Step by step - creating your own Tech Blog using GitHub Pages and Jekyll (free & ad-free)
If you want the TL;DR then skip to the Step by step section.
Preface
This is the first post in my blog, so I thought it would be nice to walk through the process of creating a simple static blog for you - software developers and researchers out there.
Instead of spending money on boilerplate WordPress and hosting servers, you can use free and more importantly ad-free platforms that are available for everyone.
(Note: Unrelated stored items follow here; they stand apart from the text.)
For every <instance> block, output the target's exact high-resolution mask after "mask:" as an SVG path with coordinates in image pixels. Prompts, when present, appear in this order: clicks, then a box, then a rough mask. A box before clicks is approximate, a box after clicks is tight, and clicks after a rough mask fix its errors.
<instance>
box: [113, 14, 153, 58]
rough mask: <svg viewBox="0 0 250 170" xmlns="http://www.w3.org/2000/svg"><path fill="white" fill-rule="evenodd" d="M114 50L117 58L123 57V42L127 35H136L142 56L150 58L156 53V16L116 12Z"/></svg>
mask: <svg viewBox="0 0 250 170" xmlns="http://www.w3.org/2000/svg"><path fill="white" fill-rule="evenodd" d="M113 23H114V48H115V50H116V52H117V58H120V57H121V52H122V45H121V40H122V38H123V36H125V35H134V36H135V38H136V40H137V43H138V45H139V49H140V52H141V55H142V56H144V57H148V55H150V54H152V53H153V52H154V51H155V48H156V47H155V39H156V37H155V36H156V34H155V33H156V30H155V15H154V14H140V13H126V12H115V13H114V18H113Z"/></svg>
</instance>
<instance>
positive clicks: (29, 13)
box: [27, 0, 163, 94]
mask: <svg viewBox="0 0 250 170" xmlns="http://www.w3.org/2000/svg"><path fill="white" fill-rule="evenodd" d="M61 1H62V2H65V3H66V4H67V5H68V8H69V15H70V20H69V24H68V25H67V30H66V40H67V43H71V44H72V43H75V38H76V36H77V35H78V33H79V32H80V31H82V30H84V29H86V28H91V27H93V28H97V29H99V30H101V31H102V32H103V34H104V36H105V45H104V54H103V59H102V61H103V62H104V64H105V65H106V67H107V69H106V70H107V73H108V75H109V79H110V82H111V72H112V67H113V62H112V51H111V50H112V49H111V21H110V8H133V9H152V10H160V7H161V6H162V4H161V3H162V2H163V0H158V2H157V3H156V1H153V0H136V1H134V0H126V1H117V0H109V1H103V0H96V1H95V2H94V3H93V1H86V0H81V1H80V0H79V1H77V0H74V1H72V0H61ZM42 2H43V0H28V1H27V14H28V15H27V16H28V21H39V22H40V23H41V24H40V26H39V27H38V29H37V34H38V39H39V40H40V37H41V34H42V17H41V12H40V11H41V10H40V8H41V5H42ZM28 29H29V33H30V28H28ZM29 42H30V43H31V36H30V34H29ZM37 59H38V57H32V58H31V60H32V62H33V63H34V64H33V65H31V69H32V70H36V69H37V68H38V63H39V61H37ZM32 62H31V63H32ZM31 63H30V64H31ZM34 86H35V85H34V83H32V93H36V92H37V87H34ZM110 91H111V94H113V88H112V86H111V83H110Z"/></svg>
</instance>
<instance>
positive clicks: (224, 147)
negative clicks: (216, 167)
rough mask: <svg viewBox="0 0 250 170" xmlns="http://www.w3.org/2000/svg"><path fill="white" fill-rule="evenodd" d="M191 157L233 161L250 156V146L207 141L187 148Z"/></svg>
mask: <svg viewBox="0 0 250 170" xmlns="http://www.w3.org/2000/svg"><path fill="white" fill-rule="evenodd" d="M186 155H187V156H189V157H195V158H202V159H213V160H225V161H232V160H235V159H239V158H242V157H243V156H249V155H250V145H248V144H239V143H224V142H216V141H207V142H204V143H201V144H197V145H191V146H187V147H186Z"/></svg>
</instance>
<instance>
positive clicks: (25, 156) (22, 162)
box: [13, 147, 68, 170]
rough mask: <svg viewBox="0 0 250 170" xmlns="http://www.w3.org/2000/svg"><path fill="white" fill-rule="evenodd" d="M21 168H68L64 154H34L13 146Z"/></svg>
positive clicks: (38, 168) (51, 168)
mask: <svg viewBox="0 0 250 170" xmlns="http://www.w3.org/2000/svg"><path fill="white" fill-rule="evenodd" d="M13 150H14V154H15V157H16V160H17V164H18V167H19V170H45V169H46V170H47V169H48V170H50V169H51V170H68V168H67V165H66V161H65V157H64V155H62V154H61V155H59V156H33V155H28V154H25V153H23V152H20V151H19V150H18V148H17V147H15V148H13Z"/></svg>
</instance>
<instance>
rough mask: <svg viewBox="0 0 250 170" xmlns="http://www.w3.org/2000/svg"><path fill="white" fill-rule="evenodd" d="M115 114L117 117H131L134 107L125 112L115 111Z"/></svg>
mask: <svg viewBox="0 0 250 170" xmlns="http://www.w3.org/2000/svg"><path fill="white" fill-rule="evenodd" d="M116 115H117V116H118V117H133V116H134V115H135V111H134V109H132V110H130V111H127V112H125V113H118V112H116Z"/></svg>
There are several tutorials from GitHub and Jekyll themselves, but in my opinion theirs can be a bit overwhelming with many links and contradicting steps, so my main goal is to simplify that by showing the way I configured everything.
GitHub Pages
GitHub Pages is a feature of existing GitHub repositories, allowing you to treat the repository as a platform for creating static web pages, it hosts (and optionally generates) your HTML files and displays them from within github.io
’s subdomains.
GitHub Workflows
GitHub Workflows is yet another feature you can use in GitHub repositories, allowing you to automate your build, test and deployment process using .yml
files.
In our case we’ll be using it to generate our static pages.
The github-pages gem
We are going to create a simple workflow to generate our pages, but the remote build system has specific versions and dependencies that may differ from your local configuration - here enters the github-pages
library (in Ruby called a “gem”).
This library makes sure that the local and remote dependencies will remain consistent and nothing unexpected occurs when deploying your website.
So what we’re going to do is depend on the latest github-pages
gem, and in turn it will depend on the correct dependency gems.
Jekyll
Jekyll is a Ruby based gem that generates static web pages from markdown files, and optionally HTML/JS/CSS files.
If you need a refresher on how to use the markdown syntax - this cheat sheet can help you.
Alongside Jekyll, we will also install bundler
- an enhancement of Ruby’s package management capabilities - this is necessary because the github-pages gem relies on it.
Step by step
- Install Ruby+Devkit
- Install Jekyll and Bundler by running:
gem install jekyll bundler
- Run the following command to create your repository (enter your own repo-name):
jekyll new <repo-name>
- Open
<repo-name>/Gemfile
- Remove the line with
gem "jekyll"
in it (github-pages will get the correct dependency) - Uncomment the line with
gem "github-pages"
in it
- Remove the line with
- Remove
<repo-name>/Gemfile.lock
- From within
<repo-name>
runbundler install
- And finally run
bundler exec jekyll serve
- Browse
http://127.0.0.1:4000/
And voilà, you have your own blog.
Connecting to GitHub
If you haven’t already configured your GitHub repository, do the following:
- Create a new repository (must be public, unless you have a pro account)
- Under your GitHub user settings go to
Developer settings -> Personal access tokens -> Generate new token
and grant access topublic_repo
- Copy the access token to your clipboard
- Go to the GitHub repository you just created and in the repo settings go to
Secrets
and create a new one secret calledJEKYLL_PAT
with the access token from your clipboard - Inside the
<repo-name>
directory run:git init
git remote add origin git@github.com:<username>/<repo-name>.git
git add .
git commit -m "Initial commit"
- Create a file under
<repo-name>/.github/workflows/github-pages.yml
and use the content in the github-pages.yml section - And finally push it all using
git push --all
- After about 3 minutes the GitHub workflow action will finish running and eventually deploy the final website files to a branch called
gh-pages
- Go to the repository settings and configure
gh-pages
as the source for GitHub Pages - Browse
https://<username>.github.io/<repo-name>
Now your blog is accessible to everyone.
github-pages.yml
name: Build and deploy Jekyll site to GitHub Pages
on:
push:
branches:
- main
jobs:
github-pages:
runs-on: ubuntu-16.04
steps:
- uses: actions/checkout@v2
- uses: helaili/jekyll-action@2.0.1
env:
JEKYLL_PAT: ${{ secrets.JEKYLL_PAT }}
Some extras
If you’re using VS code as your IDE, then consider the following:
- Add the Code Spell Checker extension - this can save you from unnecessary typos as it verifies markdown files
- Add the Paste Image extension - to easily embed images from your clipboard (use
WinKey + Shift + S
and thenCtrl + Alt + V
to paste) - Create a file called
<repo-name>/.vscode/tasks.json
with the content mentioned below, this will allow you to serve the website locally using theCtrl + Shift + B
keys:
tasks.json
{
"version": "2.0.0",
"tasks": [
{
"label": "Serve",
"type": "shell",
"command": "bundle exec jekyll serve",
"problemMatcher": [],
"group": {
"kind": "build",
"isDefault": true
}
}
]
}
- You can also configure GitHub Pages to use your own domain
This tutorial came out a little bit tedious, but once you configure everything it is pretty convenient to create content.